“阿昭。”南星笑着睨他一眼,“我可没有你那么挑食。”
三个人都像是不经意忽略了她,以前也是这样,心照不宣。
原书中,五年前楚逢月刚被认回来,也是被‘无意间’排挤在外,只要她向南父南母告状,都会被说是看不惯南星,故意找事。
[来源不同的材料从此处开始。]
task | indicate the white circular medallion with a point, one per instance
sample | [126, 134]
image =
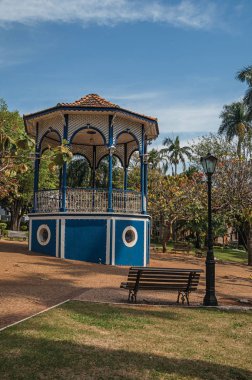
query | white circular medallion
[43, 234]
[129, 236]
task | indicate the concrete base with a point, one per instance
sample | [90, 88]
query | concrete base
[99, 238]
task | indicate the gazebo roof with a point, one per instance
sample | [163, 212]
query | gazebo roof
[91, 103]
[90, 100]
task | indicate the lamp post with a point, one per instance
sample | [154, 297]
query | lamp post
[209, 163]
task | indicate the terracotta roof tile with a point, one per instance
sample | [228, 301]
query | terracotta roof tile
[91, 100]
[94, 100]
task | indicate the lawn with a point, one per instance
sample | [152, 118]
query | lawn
[229, 254]
[96, 341]
[224, 254]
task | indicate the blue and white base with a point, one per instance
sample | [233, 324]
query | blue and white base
[100, 238]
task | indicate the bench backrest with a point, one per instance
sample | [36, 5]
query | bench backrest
[163, 278]
[181, 245]
[17, 234]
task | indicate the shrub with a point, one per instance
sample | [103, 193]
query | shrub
[3, 227]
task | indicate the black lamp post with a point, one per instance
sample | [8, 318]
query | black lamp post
[209, 164]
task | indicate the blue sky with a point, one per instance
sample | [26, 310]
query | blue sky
[175, 60]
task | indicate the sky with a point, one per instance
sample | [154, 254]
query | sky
[172, 59]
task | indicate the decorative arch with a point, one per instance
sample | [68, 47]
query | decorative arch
[87, 127]
[78, 177]
[126, 131]
[45, 136]
[130, 155]
[84, 156]
[106, 155]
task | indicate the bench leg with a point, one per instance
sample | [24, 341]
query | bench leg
[132, 296]
[184, 296]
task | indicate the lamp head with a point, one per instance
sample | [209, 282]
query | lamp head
[209, 164]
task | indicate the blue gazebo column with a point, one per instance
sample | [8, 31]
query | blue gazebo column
[64, 171]
[110, 177]
[36, 179]
[143, 170]
[145, 174]
[36, 171]
[125, 168]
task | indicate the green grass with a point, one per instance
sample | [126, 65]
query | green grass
[224, 254]
[230, 254]
[94, 341]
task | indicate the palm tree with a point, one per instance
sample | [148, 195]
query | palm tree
[154, 158]
[245, 75]
[175, 153]
[235, 123]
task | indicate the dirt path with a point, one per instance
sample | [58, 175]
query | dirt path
[31, 282]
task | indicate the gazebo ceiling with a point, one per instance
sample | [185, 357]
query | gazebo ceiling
[88, 107]
[88, 137]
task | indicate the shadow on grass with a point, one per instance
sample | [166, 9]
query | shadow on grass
[30, 357]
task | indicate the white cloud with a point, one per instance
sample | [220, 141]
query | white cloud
[189, 118]
[187, 13]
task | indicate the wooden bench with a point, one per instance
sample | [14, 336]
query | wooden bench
[17, 235]
[179, 246]
[183, 281]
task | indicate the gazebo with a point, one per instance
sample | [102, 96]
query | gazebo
[101, 225]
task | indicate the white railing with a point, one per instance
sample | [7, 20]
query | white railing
[47, 200]
[126, 201]
[88, 200]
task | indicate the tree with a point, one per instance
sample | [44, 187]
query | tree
[79, 172]
[175, 153]
[155, 159]
[245, 75]
[233, 196]
[16, 165]
[235, 123]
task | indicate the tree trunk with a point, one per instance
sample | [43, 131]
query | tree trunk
[162, 230]
[197, 242]
[249, 243]
[15, 222]
[16, 212]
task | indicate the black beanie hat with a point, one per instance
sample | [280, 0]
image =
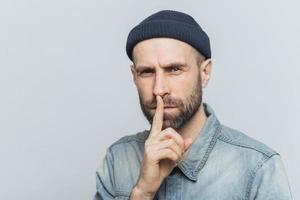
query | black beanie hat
[170, 24]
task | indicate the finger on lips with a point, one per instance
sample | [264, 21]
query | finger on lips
[158, 117]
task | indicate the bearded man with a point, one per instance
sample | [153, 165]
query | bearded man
[187, 153]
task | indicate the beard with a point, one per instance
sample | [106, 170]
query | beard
[187, 108]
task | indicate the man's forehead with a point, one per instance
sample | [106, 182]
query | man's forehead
[161, 51]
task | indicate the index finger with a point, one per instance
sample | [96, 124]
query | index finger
[158, 117]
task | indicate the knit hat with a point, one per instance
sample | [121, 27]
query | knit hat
[170, 24]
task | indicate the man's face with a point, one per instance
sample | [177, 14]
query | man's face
[168, 68]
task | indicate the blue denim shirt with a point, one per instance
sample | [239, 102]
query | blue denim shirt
[222, 163]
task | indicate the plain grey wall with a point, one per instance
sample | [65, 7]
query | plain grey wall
[67, 93]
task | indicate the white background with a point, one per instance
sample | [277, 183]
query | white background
[67, 93]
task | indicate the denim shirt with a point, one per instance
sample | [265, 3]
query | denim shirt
[222, 163]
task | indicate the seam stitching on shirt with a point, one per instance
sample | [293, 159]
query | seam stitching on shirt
[254, 173]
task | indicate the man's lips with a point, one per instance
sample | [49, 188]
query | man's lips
[165, 107]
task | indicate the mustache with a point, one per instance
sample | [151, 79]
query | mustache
[168, 102]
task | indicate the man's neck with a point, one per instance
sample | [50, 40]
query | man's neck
[192, 128]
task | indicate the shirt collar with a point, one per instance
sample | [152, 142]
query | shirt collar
[202, 146]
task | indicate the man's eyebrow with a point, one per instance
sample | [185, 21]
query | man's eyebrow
[170, 65]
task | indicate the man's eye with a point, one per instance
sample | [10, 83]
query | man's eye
[174, 69]
[146, 72]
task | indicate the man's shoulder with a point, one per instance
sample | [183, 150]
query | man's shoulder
[240, 140]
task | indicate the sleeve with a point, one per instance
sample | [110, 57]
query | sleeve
[270, 181]
[104, 179]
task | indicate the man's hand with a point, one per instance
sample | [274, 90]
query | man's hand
[163, 151]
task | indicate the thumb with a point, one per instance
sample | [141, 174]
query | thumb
[187, 143]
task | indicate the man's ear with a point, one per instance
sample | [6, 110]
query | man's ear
[133, 72]
[205, 70]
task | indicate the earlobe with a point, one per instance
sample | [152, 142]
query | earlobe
[205, 72]
[133, 72]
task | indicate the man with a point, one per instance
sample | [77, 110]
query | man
[187, 153]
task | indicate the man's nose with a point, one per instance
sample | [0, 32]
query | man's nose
[160, 86]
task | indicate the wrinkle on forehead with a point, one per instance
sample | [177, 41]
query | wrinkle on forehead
[162, 51]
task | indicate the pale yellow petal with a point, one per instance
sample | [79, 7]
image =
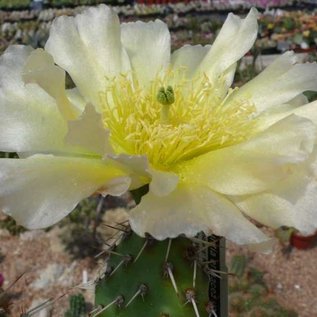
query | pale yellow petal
[255, 165]
[234, 40]
[190, 209]
[148, 46]
[278, 84]
[40, 69]
[89, 134]
[30, 120]
[42, 189]
[89, 48]
[291, 202]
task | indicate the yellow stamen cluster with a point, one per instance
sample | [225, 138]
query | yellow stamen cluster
[195, 122]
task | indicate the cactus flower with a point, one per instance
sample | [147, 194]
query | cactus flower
[214, 156]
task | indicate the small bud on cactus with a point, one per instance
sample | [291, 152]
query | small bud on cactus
[1, 279]
[161, 278]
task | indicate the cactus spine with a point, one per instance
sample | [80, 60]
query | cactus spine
[153, 278]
楚逢月懒得看他们唱戏,自己去厨房拿了瓶水,然后站在客厅一侧打量四周,全程没有给他们半个眼神。
有钱人家的风水都是请大师看过的,特别是南家这种家族企业,公司和家里都摆了符合雇主命格的风水局。
南家摆了个招财局,以金蟾为镇,在客厅西南角。
她来了兴趣,走近看金蟾的能量场,大概是在两百万左右。
布局的那位风水师应该不会放过南家这只肥羊,报价起码千万以上。
这还只是金蟾的价格,加上风水局……
昧着良心收个五千万完全是可以的。
“你站在那里干什么?!”是一道沉稳威严的呵斥声。
循声看过去,中年男人穿着一丝不苟的黑西装,气宇轩昂,看向她的神情带着明显不满。
听他的语气,是这家的男主人,也就是原主亲爸没错了。
“逢月,”美妇人一身浅蓝色苏绣旗袍,从楼梯上款款而下,“怎么一来就惹爸爸生气了?”
楚逢月下意识抬头,听完后有些无语:“这就生气了?那你们这一家人气性还真大。”